Calc Help!

I'll TRY.....First here is a graph of the area of the base:

  area of equilateral triangle =  sqrt(3)/4 s^2

s in this case = 2x from 0 to 3

 from 0 to 1   this is    2y^2            from  1 to 3 this is     6-4y^2      now square s

                                  4 y⁴                                                     16y^4 -48y^2 + 36

sqrt( 3)/4  ( 4y^4 )                             +          sqrt (3)/4 ( 16 y^4 - 48y^2 + 36)   

      this part is y 0 to 1                                          this part is y is 1 to 0

Hmmmm...... I am a little stuck...a bit rusty......If I figure this out (this may not be the EXACT way to do it) ...I'll edit this post

    maybe asinus will answer correctly....

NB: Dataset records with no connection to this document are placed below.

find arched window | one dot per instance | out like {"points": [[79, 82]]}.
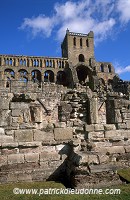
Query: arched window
{"points": [[47, 63], [109, 68], [21, 62], [81, 42], [48, 76], [10, 61], [24, 62], [36, 76], [74, 41], [102, 68], [9, 73], [23, 75], [62, 64], [81, 58], [59, 64]]}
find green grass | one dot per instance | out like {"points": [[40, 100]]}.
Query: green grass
{"points": [[6, 192]]}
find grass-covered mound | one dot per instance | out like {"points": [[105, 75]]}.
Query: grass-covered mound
{"points": [[6, 192]]}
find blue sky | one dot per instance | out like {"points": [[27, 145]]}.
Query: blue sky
{"points": [[37, 27]]}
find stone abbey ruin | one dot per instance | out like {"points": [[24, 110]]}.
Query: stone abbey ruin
{"points": [[64, 119]]}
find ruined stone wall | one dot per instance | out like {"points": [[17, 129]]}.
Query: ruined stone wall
{"points": [[59, 136]]}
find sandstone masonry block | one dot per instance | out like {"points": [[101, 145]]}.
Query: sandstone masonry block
{"points": [[94, 135], [93, 159], [63, 133], [32, 157], [15, 158], [109, 127], [43, 136], [2, 131], [6, 138], [127, 149], [3, 160], [16, 113], [89, 128], [99, 127], [23, 135], [116, 149], [19, 105]]}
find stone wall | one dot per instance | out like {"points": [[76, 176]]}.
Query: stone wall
{"points": [[50, 136]]}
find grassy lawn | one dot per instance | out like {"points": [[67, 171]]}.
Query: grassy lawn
{"points": [[6, 192]]}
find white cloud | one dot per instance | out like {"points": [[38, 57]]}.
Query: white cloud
{"points": [[123, 6], [40, 24], [80, 16]]}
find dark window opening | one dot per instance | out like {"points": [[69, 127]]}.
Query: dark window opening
{"points": [[102, 68], [81, 42], [109, 68], [81, 58], [49, 76], [74, 41]]}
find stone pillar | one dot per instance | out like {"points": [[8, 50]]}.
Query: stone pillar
{"points": [[2, 61], [16, 61], [94, 110]]}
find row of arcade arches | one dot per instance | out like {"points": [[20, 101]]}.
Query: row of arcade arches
{"points": [[35, 76]]}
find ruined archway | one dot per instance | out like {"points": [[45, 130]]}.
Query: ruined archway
{"points": [[9, 75], [36, 76], [83, 74], [81, 58], [49, 76], [23, 75]]}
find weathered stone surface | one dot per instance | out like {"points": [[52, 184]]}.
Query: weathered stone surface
{"points": [[23, 135], [43, 136], [63, 134], [93, 159], [117, 134], [9, 132], [89, 128], [6, 138], [3, 160], [121, 126], [127, 149], [15, 158], [29, 144], [103, 158], [128, 124], [116, 149], [109, 127], [45, 156], [103, 144], [24, 177], [19, 105], [99, 127], [5, 118], [4, 104], [2, 131], [32, 157], [48, 149], [16, 113], [10, 145], [60, 125], [12, 177], [94, 135], [27, 126]]}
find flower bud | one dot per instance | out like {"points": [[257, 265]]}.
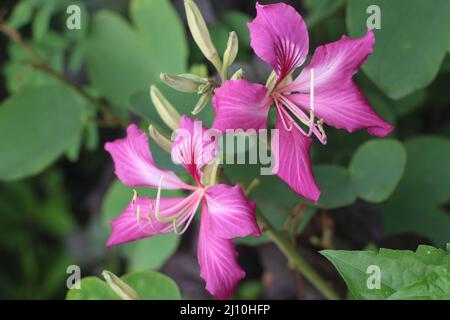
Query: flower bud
{"points": [[202, 102], [121, 288], [239, 74], [230, 52], [166, 111], [200, 33], [160, 139], [182, 82]]}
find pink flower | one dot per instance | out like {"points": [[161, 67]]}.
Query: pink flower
{"points": [[226, 212], [280, 38]]}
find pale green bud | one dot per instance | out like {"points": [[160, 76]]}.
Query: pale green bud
{"points": [[200, 33], [239, 74], [166, 111], [182, 82], [121, 288], [160, 139], [230, 52], [202, 102]]}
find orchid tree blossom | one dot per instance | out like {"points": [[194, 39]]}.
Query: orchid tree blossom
{"points": [[279, 37], [225, 211]]}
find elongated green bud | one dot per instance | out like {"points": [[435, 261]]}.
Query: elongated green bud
{"points": [[121, 288], [202, 102], [230, 52], [182, 82], [200, 33], [166, 111], [160, 139], [239, 74]]}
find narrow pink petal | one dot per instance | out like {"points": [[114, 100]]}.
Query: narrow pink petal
{"points": [[192, 146], [231, 214], [279, 36], [292, 153], [218, 261], [337, 99], [240, 104], [134, 165], [128, 226], [345, 108]]}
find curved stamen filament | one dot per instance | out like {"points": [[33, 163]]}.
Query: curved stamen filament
{"points": [[317, 129], [311, 104], [282, 113]]}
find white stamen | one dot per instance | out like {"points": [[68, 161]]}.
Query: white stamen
{"points": [[311, 103]]}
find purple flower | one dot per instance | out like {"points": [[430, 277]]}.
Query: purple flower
{"points": [[226, 213], [279, 37]]}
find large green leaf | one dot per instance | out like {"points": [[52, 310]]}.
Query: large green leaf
{"points": [[415, 205], [92, 288], [162, 34], [150, 253], [36, 127], [123, 60], [410, 46], [335, 186], [148, 285], [404, 274], [376, 168]]}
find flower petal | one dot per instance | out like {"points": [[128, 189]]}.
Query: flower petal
{"points": [[279, 36], [231, 214], [218, 261], [129, 226], [134, 164], [194, 145], [337, 99], [240, 104], [292, 153]]}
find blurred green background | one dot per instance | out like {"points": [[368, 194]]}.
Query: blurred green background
{"points": [[57, 186]]}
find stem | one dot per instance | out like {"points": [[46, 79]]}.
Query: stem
{"points": [[296, 259], [42, 65]]}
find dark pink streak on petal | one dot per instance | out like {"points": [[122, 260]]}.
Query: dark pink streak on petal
{"points": [[292, 153], [134, 165], [279, 36], [338, 100], [240, 104], [218, 261], [231, 214], [128, 226], [192, 148]]}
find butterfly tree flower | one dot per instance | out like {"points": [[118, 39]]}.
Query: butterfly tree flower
{"points": [[280, 38], [225, 214]]}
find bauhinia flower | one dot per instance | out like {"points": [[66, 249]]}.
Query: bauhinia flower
{"points": [[280, 38], [225, 214]]}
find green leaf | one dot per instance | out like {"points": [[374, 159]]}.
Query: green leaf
{"points": [[376, 168], [414, 206], [36, 127], [335, 186], [123, 60], [321, 9], [92, 288], [404, 274], [410, 46], [162, 34], [149, 285], [153, 285], [149, 253]]}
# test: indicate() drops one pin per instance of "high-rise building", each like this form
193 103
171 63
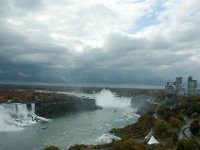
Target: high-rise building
192 85
169 88
179 86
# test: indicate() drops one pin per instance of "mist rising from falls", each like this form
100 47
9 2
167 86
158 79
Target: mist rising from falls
15 116
107 99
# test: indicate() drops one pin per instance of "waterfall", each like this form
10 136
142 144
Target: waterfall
15 116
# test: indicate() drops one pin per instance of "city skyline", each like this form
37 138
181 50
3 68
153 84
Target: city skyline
130 42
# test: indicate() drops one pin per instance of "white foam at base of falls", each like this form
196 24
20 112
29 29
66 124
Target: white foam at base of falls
15 116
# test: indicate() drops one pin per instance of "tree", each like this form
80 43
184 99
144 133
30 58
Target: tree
195 127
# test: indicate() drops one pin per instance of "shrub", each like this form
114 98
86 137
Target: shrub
195 127
52 148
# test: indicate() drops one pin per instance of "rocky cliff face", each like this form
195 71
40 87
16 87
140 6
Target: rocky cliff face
58 106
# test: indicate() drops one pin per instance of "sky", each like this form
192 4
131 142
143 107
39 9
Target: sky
135 42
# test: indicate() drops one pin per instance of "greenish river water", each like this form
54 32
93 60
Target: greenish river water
73 128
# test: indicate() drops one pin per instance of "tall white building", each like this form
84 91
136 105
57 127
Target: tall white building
179 86
192 86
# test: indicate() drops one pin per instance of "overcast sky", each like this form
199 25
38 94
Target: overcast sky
99 41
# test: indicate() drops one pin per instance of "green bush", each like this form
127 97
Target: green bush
52 148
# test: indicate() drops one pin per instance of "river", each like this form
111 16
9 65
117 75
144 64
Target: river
86 127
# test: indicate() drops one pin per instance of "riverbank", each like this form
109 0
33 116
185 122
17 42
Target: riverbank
165 122
48 104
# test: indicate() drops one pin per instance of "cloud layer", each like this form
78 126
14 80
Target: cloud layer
99 41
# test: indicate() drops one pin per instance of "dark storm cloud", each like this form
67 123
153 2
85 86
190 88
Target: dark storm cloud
87 42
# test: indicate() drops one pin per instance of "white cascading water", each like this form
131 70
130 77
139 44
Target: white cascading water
14 116
107 99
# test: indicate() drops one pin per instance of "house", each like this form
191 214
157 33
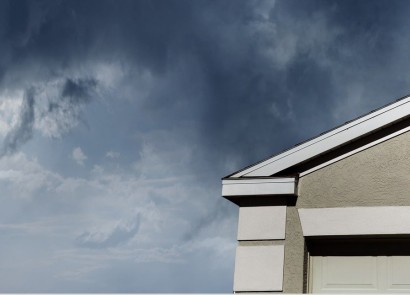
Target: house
331 214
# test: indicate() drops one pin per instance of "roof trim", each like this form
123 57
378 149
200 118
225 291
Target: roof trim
334 138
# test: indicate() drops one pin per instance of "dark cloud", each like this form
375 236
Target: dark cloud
23 130
78 90
233 81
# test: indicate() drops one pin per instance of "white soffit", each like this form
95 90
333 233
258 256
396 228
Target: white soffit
262 223
259 268
263 186
329 140
355 221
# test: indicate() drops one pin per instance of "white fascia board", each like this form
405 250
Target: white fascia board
362 148
355 221
257 187
329 140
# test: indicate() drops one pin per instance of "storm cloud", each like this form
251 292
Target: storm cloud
115 109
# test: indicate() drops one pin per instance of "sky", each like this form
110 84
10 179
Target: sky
118 120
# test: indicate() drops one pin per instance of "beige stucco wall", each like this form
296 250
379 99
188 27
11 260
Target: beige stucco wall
378 176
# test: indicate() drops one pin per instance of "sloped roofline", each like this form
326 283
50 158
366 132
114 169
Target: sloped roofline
329 140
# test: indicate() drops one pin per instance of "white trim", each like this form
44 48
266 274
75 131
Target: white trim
330 140
262 223
355 221
355 151
265 186
259 268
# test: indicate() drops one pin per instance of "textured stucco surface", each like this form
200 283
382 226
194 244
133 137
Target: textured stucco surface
378 176
294 253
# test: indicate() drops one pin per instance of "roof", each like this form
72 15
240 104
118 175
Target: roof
329 141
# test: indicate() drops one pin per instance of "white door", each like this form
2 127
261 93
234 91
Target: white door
359 274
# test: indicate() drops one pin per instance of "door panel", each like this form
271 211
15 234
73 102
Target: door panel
359 274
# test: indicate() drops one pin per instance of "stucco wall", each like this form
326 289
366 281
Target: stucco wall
378 176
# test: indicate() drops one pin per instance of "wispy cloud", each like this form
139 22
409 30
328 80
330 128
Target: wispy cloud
78 156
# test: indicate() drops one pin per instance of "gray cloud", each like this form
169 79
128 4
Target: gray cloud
23 131
212 85
117 236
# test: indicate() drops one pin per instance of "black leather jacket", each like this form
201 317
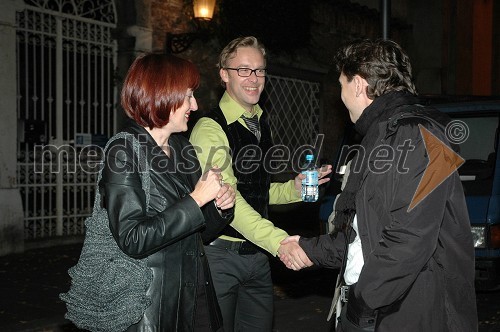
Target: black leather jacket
169 233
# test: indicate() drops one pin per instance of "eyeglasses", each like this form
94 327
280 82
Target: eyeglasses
247 72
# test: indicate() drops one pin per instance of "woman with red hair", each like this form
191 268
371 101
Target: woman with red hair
182 209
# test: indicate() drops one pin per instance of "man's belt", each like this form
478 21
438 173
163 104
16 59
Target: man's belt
241 247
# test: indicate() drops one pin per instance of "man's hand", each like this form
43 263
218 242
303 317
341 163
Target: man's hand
322 172
292 255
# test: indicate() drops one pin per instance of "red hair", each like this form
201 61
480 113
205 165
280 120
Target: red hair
155 85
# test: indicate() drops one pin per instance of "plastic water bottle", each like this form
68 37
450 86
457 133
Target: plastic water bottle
310 188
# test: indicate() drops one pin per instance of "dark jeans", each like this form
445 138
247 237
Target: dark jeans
244 289
345 325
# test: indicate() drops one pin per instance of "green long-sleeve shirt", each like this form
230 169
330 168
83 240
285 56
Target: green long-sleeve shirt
212 148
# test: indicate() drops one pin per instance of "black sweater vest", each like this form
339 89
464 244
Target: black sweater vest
249 166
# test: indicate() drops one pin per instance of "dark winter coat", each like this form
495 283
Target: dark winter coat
418 272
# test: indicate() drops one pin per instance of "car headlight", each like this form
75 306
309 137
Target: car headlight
478 236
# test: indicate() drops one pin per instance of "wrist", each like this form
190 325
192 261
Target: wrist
197 199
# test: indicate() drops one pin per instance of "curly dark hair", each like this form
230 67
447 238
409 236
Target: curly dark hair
382 63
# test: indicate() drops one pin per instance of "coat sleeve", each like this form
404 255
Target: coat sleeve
137 233
326 250
408 236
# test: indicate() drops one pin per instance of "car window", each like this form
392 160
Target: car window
479 150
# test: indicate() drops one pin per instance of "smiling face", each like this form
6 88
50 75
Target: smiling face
179 118
353 95
244 90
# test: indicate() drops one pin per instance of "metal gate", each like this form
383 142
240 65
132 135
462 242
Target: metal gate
293 106
66 109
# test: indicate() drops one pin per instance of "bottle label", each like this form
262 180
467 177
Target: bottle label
310 186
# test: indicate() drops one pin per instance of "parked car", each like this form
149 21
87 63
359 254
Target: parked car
475 127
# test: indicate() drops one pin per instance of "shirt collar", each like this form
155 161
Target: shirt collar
233 111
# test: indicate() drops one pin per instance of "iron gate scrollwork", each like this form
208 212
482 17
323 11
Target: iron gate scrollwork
65 66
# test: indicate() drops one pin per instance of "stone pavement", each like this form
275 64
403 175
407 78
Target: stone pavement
31 282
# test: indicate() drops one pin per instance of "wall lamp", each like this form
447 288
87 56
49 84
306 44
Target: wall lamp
203 13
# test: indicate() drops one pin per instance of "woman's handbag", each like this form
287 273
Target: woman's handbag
108 290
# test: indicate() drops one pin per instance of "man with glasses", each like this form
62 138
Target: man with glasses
235 136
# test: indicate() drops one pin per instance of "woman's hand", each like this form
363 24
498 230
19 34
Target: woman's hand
225 197
208 187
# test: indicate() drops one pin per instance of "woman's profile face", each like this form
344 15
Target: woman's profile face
178 120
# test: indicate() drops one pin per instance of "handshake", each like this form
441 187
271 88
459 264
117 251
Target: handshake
292 255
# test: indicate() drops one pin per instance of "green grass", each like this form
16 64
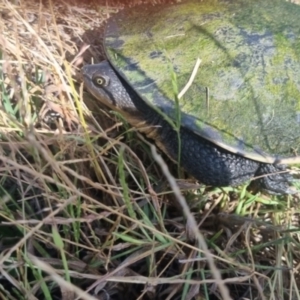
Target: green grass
91 209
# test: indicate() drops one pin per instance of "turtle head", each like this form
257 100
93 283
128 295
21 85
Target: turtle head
104 84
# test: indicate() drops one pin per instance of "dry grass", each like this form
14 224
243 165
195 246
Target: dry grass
89 210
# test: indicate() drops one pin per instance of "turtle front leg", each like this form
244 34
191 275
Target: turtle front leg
275 179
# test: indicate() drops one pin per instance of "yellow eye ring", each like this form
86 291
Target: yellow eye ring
100 80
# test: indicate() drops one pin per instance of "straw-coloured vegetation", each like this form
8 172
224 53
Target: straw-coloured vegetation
90 209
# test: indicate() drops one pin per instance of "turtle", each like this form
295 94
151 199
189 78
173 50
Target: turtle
238 119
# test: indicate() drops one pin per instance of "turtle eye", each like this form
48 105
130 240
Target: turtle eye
100 80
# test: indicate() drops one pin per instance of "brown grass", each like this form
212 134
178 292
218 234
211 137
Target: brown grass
88 210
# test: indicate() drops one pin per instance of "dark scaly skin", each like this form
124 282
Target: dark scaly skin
207 162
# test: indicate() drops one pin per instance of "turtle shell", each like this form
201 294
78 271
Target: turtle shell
245 96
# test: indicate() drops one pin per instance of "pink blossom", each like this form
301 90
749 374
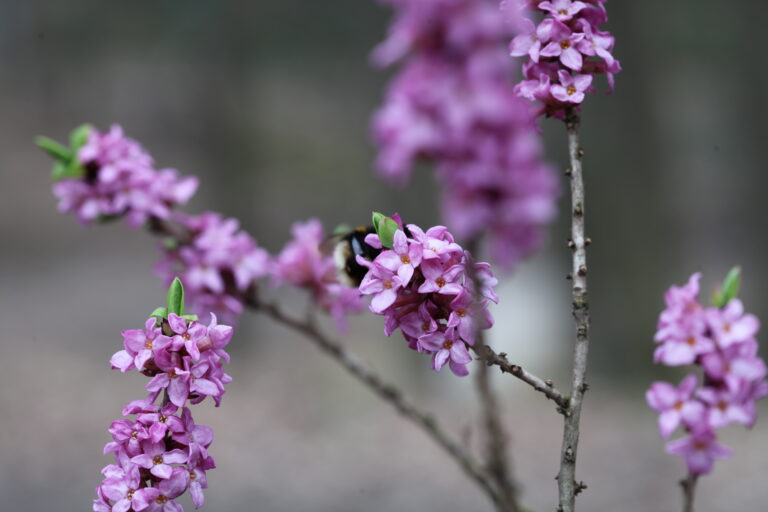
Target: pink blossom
567 40
700 451
119 179
676 405
436 309
721 340
571 88
453 105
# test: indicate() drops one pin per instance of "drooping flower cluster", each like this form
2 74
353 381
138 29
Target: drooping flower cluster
423 285
453 104
565 50
159 451
109 175
304 264
721 341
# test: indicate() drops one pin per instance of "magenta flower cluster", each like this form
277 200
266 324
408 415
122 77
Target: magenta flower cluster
118 178
453 104
160 452
565 51
217 261
221 265
423 285
721 341
303 263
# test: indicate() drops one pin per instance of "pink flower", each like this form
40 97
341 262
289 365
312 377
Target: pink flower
119 179
700 451
564 46
676 405
453 105
722 341
571 89
730 325
447 350
436 309
562 10
125 490
157 460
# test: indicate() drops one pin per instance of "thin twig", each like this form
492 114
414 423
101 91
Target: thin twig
497 457
496 452
356 368
689 491
566 478
546 387
384 390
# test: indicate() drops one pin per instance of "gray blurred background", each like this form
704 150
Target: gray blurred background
268 102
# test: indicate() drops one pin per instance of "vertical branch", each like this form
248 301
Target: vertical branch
566 478
689 490
496 454
495 440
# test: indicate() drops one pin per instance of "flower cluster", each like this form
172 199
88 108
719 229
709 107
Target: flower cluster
221 265
111 175
453 104
565 50
423 285
304 264
720 340
160 452
218 262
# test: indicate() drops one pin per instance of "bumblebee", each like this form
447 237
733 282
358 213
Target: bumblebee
346 246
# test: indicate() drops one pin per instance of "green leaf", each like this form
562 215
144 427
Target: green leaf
730 288
377 218
79 136
56 150
176 297
342 229
385 228
159 313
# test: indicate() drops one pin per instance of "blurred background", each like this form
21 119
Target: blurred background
268 103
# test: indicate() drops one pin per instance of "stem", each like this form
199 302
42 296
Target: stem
496 452
355 366
566 478
689 490
546 387
385 391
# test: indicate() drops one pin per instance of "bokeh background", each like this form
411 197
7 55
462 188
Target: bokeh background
269 102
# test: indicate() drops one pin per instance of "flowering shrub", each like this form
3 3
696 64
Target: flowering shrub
106 175
721 341
565 51
160 453
422 283
453 104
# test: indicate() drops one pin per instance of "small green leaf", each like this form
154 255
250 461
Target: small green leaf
377 218
730 288
160 313
56 150
170 243
342 229
385 228
79 136
176 297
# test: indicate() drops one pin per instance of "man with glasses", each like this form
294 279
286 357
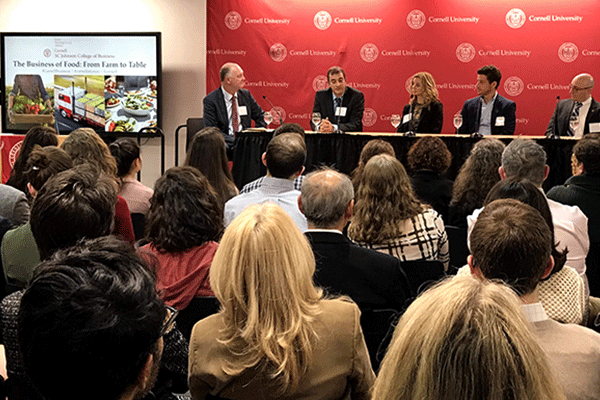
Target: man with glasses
581 108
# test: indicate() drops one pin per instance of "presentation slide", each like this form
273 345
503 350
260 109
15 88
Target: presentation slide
108 83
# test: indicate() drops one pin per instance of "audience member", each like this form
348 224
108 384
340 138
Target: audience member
85 146
429 159
91 324
38 135
284 159
285 128
275 336
475 179
207 154
184 223
389 218
126 152
465 339
521 255
19 251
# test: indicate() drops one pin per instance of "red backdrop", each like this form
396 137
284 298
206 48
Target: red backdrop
286 46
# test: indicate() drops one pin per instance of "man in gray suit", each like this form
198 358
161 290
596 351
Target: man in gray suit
581 106
520 255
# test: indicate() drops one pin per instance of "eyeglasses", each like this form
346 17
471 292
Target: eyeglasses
170 321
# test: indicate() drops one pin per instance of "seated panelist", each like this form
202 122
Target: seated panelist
424 113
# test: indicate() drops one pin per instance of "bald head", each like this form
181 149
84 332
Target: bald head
326 199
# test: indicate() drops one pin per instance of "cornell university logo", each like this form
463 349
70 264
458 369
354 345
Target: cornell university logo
322 20
465 52
514 86
515 18
278 52
369 52
415 19
568 52
233 20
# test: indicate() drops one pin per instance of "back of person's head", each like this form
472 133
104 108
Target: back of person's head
384 199
89 322
74 204
85 146
512 242
285 155
38 135
185 211
429 153
524 158
326 194
290 127
45 162
477 346
587 152
477 175
208 155
527 193
125 151
262 259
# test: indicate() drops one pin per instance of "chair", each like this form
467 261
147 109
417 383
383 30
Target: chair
459 251
421 274
192 125
199 308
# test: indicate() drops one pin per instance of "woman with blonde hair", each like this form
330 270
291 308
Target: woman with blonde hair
476 346
275 336
424 112
389 218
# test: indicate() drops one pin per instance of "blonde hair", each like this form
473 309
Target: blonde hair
384 199
262 276
465 339
430 92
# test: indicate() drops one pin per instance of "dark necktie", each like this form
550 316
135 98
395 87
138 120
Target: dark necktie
234 115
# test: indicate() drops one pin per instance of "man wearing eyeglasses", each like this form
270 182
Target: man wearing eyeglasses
581 108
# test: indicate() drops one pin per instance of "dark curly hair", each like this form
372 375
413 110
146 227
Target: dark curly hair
430 153
185 211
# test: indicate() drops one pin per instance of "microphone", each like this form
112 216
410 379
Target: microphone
276 110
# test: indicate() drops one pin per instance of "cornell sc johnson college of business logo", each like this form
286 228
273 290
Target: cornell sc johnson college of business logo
465 52
322 20
278 52
415 19
515 18
369 52
568 52
233 20
320 83
514 86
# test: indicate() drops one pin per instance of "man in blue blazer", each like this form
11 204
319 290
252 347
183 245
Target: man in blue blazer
488 113
218 105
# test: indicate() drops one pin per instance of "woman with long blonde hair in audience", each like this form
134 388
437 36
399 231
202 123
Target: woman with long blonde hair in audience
275 336
465 339
389 218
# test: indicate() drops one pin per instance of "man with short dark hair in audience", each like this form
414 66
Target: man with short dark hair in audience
525 159
511 242
91 324
372 279
284 159
287 127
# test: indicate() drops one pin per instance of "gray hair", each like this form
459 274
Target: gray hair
326 194
525 159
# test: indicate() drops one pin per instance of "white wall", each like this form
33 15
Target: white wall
183 27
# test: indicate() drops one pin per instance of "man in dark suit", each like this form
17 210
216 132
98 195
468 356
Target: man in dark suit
219 110
341 107
488 113
373 280
581 105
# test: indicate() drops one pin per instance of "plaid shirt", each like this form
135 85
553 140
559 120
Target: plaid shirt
258 183
423 238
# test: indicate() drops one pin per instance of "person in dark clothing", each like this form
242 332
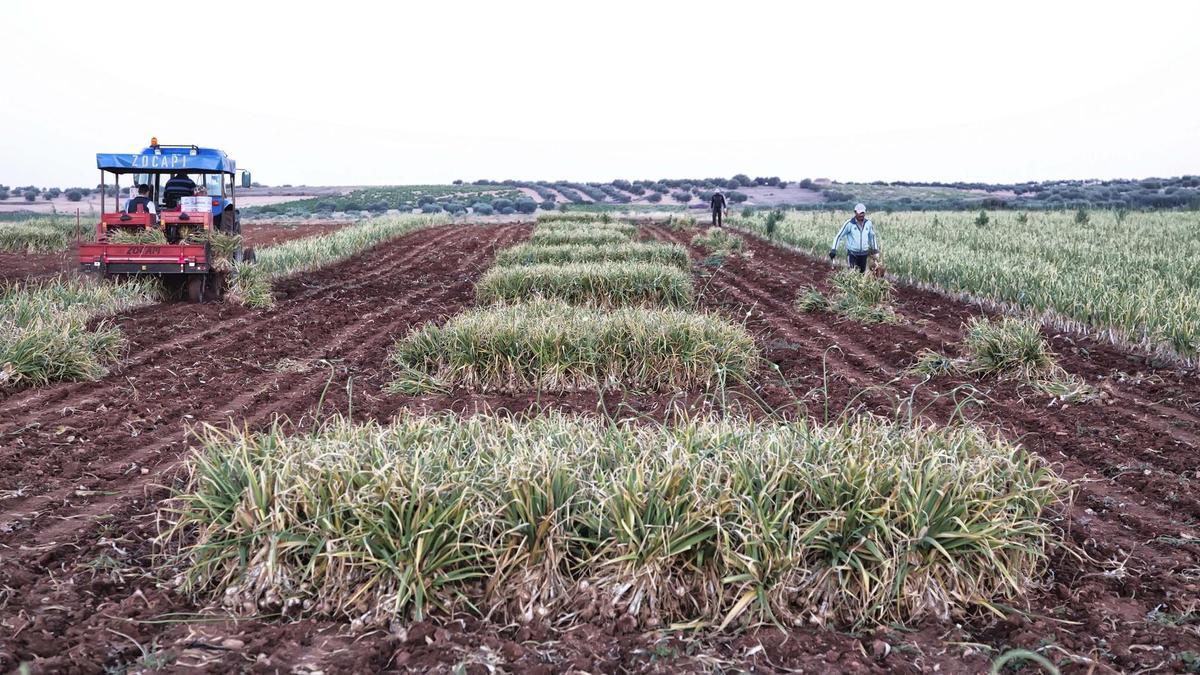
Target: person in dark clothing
719 205
143 199
178 186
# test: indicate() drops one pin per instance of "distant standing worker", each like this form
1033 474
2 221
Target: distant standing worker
178 186
861 242
719 205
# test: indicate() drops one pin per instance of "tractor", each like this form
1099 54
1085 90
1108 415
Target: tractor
169 233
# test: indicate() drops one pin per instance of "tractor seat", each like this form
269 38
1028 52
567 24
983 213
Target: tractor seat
129 220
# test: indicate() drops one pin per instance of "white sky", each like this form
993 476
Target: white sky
353 93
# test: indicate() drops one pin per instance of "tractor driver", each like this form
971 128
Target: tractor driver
178 186
143 199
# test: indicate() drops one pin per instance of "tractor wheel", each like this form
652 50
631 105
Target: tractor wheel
196 285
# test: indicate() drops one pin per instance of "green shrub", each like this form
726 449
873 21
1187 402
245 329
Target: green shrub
718 242
629 251
556 346
606 284
579 237
36 236
46 335
709 523
861 297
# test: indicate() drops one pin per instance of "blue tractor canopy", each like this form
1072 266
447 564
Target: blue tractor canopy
205 167
168 159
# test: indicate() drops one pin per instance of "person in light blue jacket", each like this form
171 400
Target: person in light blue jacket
861 240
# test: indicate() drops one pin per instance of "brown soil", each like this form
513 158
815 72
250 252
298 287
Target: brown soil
82 467
27 267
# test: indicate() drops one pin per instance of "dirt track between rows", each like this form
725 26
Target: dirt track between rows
82 467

The question is as follows:

The base of a solid is the region between the parabolas x=y^2 and 2y^2 = 3-x . Find the volume of the solid if the cross-sections perpendicular to the x-axis are equilateral triangles.

Hello Guest!

The parabolas intersect in P(1,1) and P(1,-1). They share the domain of the integral.

The entire domain is \(0\le x\le3\).

\(A_{\Delta}=\frac{a^2\sqrt{3}}{4}\)       

\(\large\frac{k^2\sqrt{3}}{4}\\ \Rightarrow \ k_0^1=2\cdot f(x)\\ \Rightarrow \ k_1^3=2\cdot g(x)\)

\({\color{black}x=y^2\\ \Rightarrow} \ f(x)=\sqrt{x}\\ {\color{black}2y^2=3-x\\ \Rightarrow} \ g(x)=\sqrt{\frac{3-x}{2}}\)

\(V=\int_{0}^{1} \! (2\cdot f(x))^2\cdot \frac{\sqrt{3}}{4} \, dx +\int_{1}^{3} \! (2\cdot g(x))^2\cdot \frac{\sqrt{3}}{4} \, dx \)

\(V=\int_{0}^{1} \! (2\cdot \sqrt{x})^2\cdot \frac{\sqrt{3}}{4} \, dx +\int_{1}^{3} \! (2\cdot \sqrt{\frac{3-x}{2}})^2\cdot \frac{\sqrt{3}}{4} \, dx \)

\(V=\sqrt{3}(\int_{0}^{1} \! x \, dx +\frac{1}{2}\int_{1}^{3} \! (3-x) \, dx )\)

\(V=\sqrt{3}\cdot (|\frac{x^2}{2}|_0^1+|3x-\frac{x^2}{2}|_1^3)\\ V=\sqrt{3}\cdot (\frac{1}{2}+9-\frac{9}{2}-(3-\frac{1}{2})\)

\(V=\frac{5\cdot \sqrt{3}}{2}=4.33\)

  !